I began my journey into minimalism just under two years ago. In the beginning letting go of the clutter was easy.
I said goodbye to extra pots and pans that made my last two moves with me. I said goodbye to outdated clothes and those extra pairs of shoes lying around. Also said goodbye to extra towels, linens, utensils, tools, etc. Items just sitting in closets and drawers that collect over time. I use the term “said goodbye” because we are not our stuff. Our things don’t define us. We don’t have to hold on to things “just in case.”
By using Josh and Ryan’s simple and helpful 90/90 Rule, it was no trouble at all letting go of things that didn’t provide value to me. The 90/90 Rule is simple: Have you used this things in the past 90 days? If not, will you use it in the next 90 days?
However, we often also hold on to things “just in case” we need them. We refuse to let go because we might need these things in some made up, non-existent future-state. We stash away things in the remote chance that we might need it “just in case.”
An additional easy way to help let go of these “just in case” items is the 20/20 Rule. As you define “just in case” items, ask yourself, “Can I replace this item for less than $20 in less than 20 minutes from my current location?”

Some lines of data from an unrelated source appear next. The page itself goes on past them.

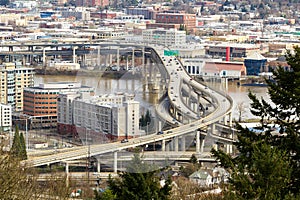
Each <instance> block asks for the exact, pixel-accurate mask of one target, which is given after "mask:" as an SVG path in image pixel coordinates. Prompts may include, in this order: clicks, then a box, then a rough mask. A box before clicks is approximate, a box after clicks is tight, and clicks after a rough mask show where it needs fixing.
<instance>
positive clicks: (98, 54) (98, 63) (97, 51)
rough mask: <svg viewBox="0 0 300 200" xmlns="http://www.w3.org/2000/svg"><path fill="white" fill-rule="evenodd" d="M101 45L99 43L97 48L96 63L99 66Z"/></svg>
mask: <svg viewBox="0 0 300 200" xmlns="http://www.w3.org/2000/svg"><path fill="white" fill-rule="evenodd" d="M100 48H101V46H100V45H99V46H98V48H97V65H98V66H99V67H100V66H101V52H100Z"/></svg>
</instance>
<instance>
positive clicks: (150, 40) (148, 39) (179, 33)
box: [142, 28, 186, 46]
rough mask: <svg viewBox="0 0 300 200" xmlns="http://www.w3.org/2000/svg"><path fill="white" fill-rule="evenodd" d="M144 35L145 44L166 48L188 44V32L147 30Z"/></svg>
mask: <svg viewBox="0 0 300 200" xmlns="http://www.w3.org/2000/svg"><path fill="white" fill-rule="evenodd" d="M142 35H143V41H144V42H145V43H151V44H159V45H165V46H174V45H182V44H185V43H186V32H185V31H179V30H176V29H170V30H165V29H163V28H157V29H147V30H144V31H143V33H142Z"/></svg>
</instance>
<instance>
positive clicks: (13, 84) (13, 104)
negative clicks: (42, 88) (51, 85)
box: [0, 63, 34, 111]
mask: <svg viewBox="0 0 300 200" xmlns="http://www.w3.org/2000/svg"><path fill="white" fill-rule="evenodd" d="M0 74H1V78H0V87H1V89H0V92H1V95H0V103H3V104H8V105H11V107H12V110H14V111H22V110H23V89H24V88H25V87H32V86H33V85H34V79H33V75H34V69H33V68H25V67H22V66H19V65H17V64H15V63H4V64H3V65H0Z"/></svg>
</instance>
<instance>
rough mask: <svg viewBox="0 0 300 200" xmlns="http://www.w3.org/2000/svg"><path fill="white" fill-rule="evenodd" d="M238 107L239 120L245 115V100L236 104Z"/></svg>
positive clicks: (238, 114)
mask: <svg viewBox="0 0 300 200" xmlns="http://www.w3.org/2000/svg"><path fill="white" fill-rule="evenodd" d="M236 109H237V111H238V116H239V122H241V121H242V117H243V114H244V113H245V112H246V105H245V103H244V102H239V103H238V104H237V105H236Z"/></svg>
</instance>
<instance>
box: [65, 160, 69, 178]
mask: <svg viewBox="0 0 300 200" xmlns="http://www.w3.org/2000/svg"><path fill="white" fill-rule="evenodd" d="M65 170H66V174H67V175H68V174H69V163H67V162H66V169H65Z"/></svg>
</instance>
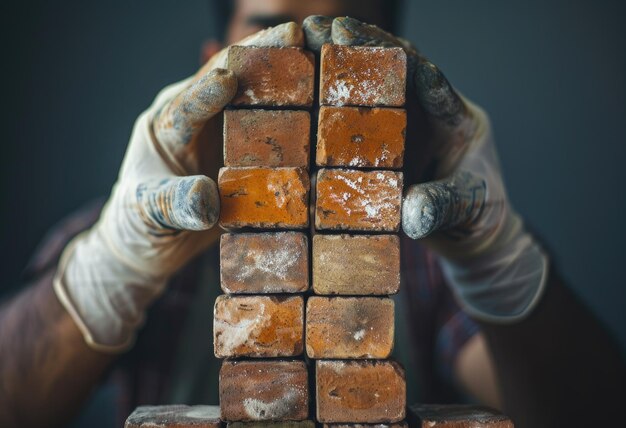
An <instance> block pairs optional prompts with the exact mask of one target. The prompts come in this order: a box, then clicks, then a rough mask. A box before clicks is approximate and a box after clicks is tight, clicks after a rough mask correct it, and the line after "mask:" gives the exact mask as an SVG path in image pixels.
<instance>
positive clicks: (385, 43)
mask: <svg viewBox="0 0 626 428" xmlns="http://www.w3.org/2000/svg"><path fill="white" fill-rule="evenodd" d="M332 39H333V42H334V43H335V44H339V45H352V46H382V47H401V48H403V49H404V51H405V52H406V54H407V68H408V76H409V81H408V84H409V85H408V86H409V90H410V91H414V92H415V95H416V96H417V99H418V101H419V104H420V105H421V107H422V108H423V110H424V112H425V113H426V114H427V116H428V118H429V121H430V122H431V123H432V124H433V125H434V126H435V127H437V128H440V129H439V130H440V131H443V132H453V130H454V128H455V127H456V126H458V125H459V124H460V123H461V121H462V120H463V118H464V117H465V116H466V114H467V111H466V107H465V104H464V103H463V101H462V99H461V97H460V96H459V95H458V94H457V92H456V91H455V90H454V88H453V87H452V85H450V82H448V79H446V77H445V76H444V75H443V73H442V72H441V70H439V68H438V67H436V66H435V65H434V64H433V63H431V62H430V61H428V60H427V59H426V58H425V57H424V56H423V55H422V54H421V53H420V52H419V51H418V50H417V49H416V48H415V47H413V46H412V45H411V44H410V43H409V42H408V41H406V40H404V39H401V38H398V37H395V36H394V35H392V34H389V33H387V32H386V31H384V30H382V29H380V28H378V27H377V26H375V25H370V24H366V23H363V22H361V21H359V20H356V19H354V18H348V17H345V18H336V19H335V20H334V21H333V24H332Z"/></svg>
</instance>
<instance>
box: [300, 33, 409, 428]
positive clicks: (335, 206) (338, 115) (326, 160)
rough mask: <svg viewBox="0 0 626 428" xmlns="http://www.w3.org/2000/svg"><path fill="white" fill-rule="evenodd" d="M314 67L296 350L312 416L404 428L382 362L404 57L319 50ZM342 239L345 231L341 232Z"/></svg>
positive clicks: (330, 425)
mask: <svg viewBox="0 0 626 428" xmlns="http://www.w3.org/2000/svg"><path fill="white" fill-rule="evenodd" d="M320 62H321V64H320V110H319V116H318V117H319V121H318V133H317V147H316V164H317V166H319V167H320V169H319V171H318V173H317V181H316V203H315V229H316V231H317V233H316V235H315V236H314V237H313V252H312V259H313V260H312V267H313V268H312V271H313V276H312V277H313V291H314V293H315V294H316V295H315V296H312V297H310V298H309V299H308V301H307V308H306V352H307V355H308V356H309V357H310V358H312V359H316V360H317V361H316V375H315V377H316V413H317V420H318V422H320V423H323V424H326V425H325V426H328V427H339V426H367V424H388V425H389V426H406V424H405V423H404V422H403V420H404V418H405V406H406V383H405V377H404V371H403V369H402V367H401V366H400V365H399V364H397V363H396V362H395V361H392V360H390V359H389V357H390V355H391V352H392V349H393V344H394V302H393V300H392V299H391V298H390V297H389V295H391V294H395V293H397V292H398V289H399V286H400V242H399V237H398V236H397V235H396V234H395V233H397V232H398V231H399V228H400V218H401V216H400V214H401V213H400V208H401V201H402V184H403V176H402V173H401V172H399V171H398V169H400V168H402V165H403V157H404V143H405V129H406V111H405V110H404V109H403V108H402V107H403V106H404V102H405V91H406V55H405V53H404V51H403V50H402V49H399V48H375V47H347V46H338V45H324V46H323V47H322V52H321V61H320ZM348 232H349V233H350V234H347V233H348Z"/></svg>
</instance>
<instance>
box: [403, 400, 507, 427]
mask: <svg viewBox="0 0 626 428" xmlns="http://www.w3.org/2000/svg"><path fill="white" fill-rule="evenodd" d="M408 420H409V423H410V424H411V426H412V427H416V428H420V427H421V428H427V427H428V428H466V427H478V426H480V427H484V428H513V422H511V420H510V419H509V418H508V417H506V416H504V415H503V414H501V413H500V412H498V411H497V410H494V409H490V408H488V407H483V406H471V405H459V404H447V405H441V404H417V405H413V406H411V407H409V414H408Z"/></svg>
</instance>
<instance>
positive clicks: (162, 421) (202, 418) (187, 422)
mask: <svg viewBox="0 0 626 428" xmlns="http://www.w3.org/2000/svg"><path fill="white" fill-rule="evenodd" d="M124 426H125V427H126V428H148V427H149V428H159V427H160V428H190V427H194V428H219V427H220V426H221V421H220V408H219V406H184V405H180V404H175V405H165V406H140V407H137V408H136V409H135V411H134V412H133V413H131V414H130V416H129V417H128V419H126V424H125V425H124Z"/></svg>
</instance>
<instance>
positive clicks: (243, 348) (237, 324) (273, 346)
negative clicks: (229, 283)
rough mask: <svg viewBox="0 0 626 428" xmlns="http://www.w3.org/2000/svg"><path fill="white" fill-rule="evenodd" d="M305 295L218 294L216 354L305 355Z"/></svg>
mask: <svg viewBox="0 0 626 428" xmlns="http://www.w3.org/2000/svg"><path fill="white" fill-rule="evenodd" d="M303 338H304V298H303V297H302V296H291V297H284V296H281V297H277V296H229V295H222V296H219V297H218V298H217V299H216V301H215V312H214V319H213V346H214V351H215V356H216V357H218V358H227V357H260V358H268V357H294V356H297V355H301V354H302V351H303V349H302V342H303Z"/></svg>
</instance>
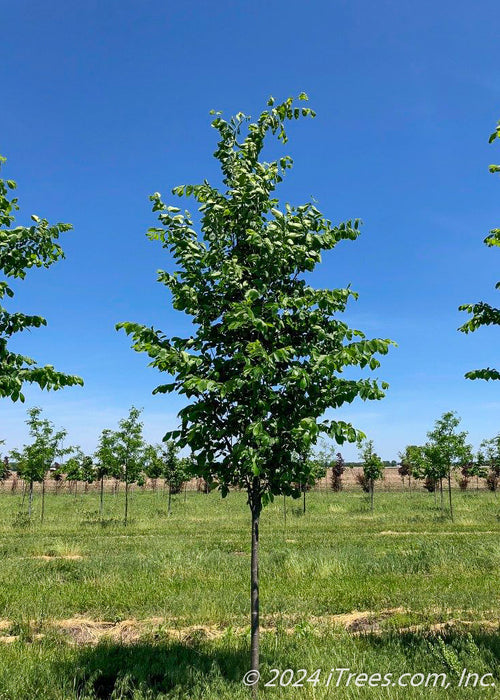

If the answer is yes, then get rid of it. Although I’ve yet to replace any item I had previously saved “just in case,” I now know that I can replace them all for less than $20 and not have to travel more than 20 minutes to get them.
Following these rules I feel much less confined and burdened by the things I do own. I know the things I have in my home serve a purpose. I know that I have just what I need and I can get anything else I may need with minimal effort (see what I did there!).
What About Gifts
That said, there’s one set of items which was difficult for me to fully detach from. Items that prevented me from fully feeling like I had simplified my life. Items that did hold some perceived value. Those items were gifts.
It really wasn’t me who had a problem getting rid of them, but it was my feelings for the people who gave them to me. There are different memories in these items and I knew the people who gave them to me might get a bit upset. I’m a people pleaser by nature and I didn’t want to offend anyone as I was progressing in my new lifestyle.
Then I had to remember that this is MY journey into minimalism and not anyone else’s. Most people won’t notice or won’t care. It’s not like I’d broadcast to them, “Hey, I got rid of that gift you got me!” Even if someone does get offended, that’s a “them” problem and not a “me” problem and that’s OK.
As I let go of negative relationships because of my focus on intentional living, some people got offended. As I stopped commenting and participating on Facebook so much, people got offended. When I’m more intentional with things that matter to me, some people get offended when it’s not what matters to them.
You can’t let these things bother you. There’s nothing you can do about it. The more you stand for something, the more respect you will command. People will truly respect you when you draw a line and say, “I’m doing this for me and not for anyone else.” As a natural pleaser, it’s hard for me to put aside what other people feel. It really is. But through this journey, I’ve come to realize that what other people think about your decisions don’t really matter.
If you’re making intentional decisions to better your life, that’s what’s important. It is OK to get rid of the clutter and gifts in your life that aren’t adding value. Minimalism is all about letting go of what isn’t important so you can focus on what’s truly important in your life.
The people who truly care about you and love you won’t even notice what you’re giving up if they know it’s making you happy. The people who do care or get offended by your new actions? They probably won’t approve of what you do no matter what. So why try to please them?
When you can truly move past what other people think and begin to live a more intentional life, one where your short term decisions and actions align with your long tern values and beliefs, you will begin to find true happiness. Happiness that comes from relationships and experiences, not from material things.
So what about you? What are you doing about all those things you hold on to “just in case?”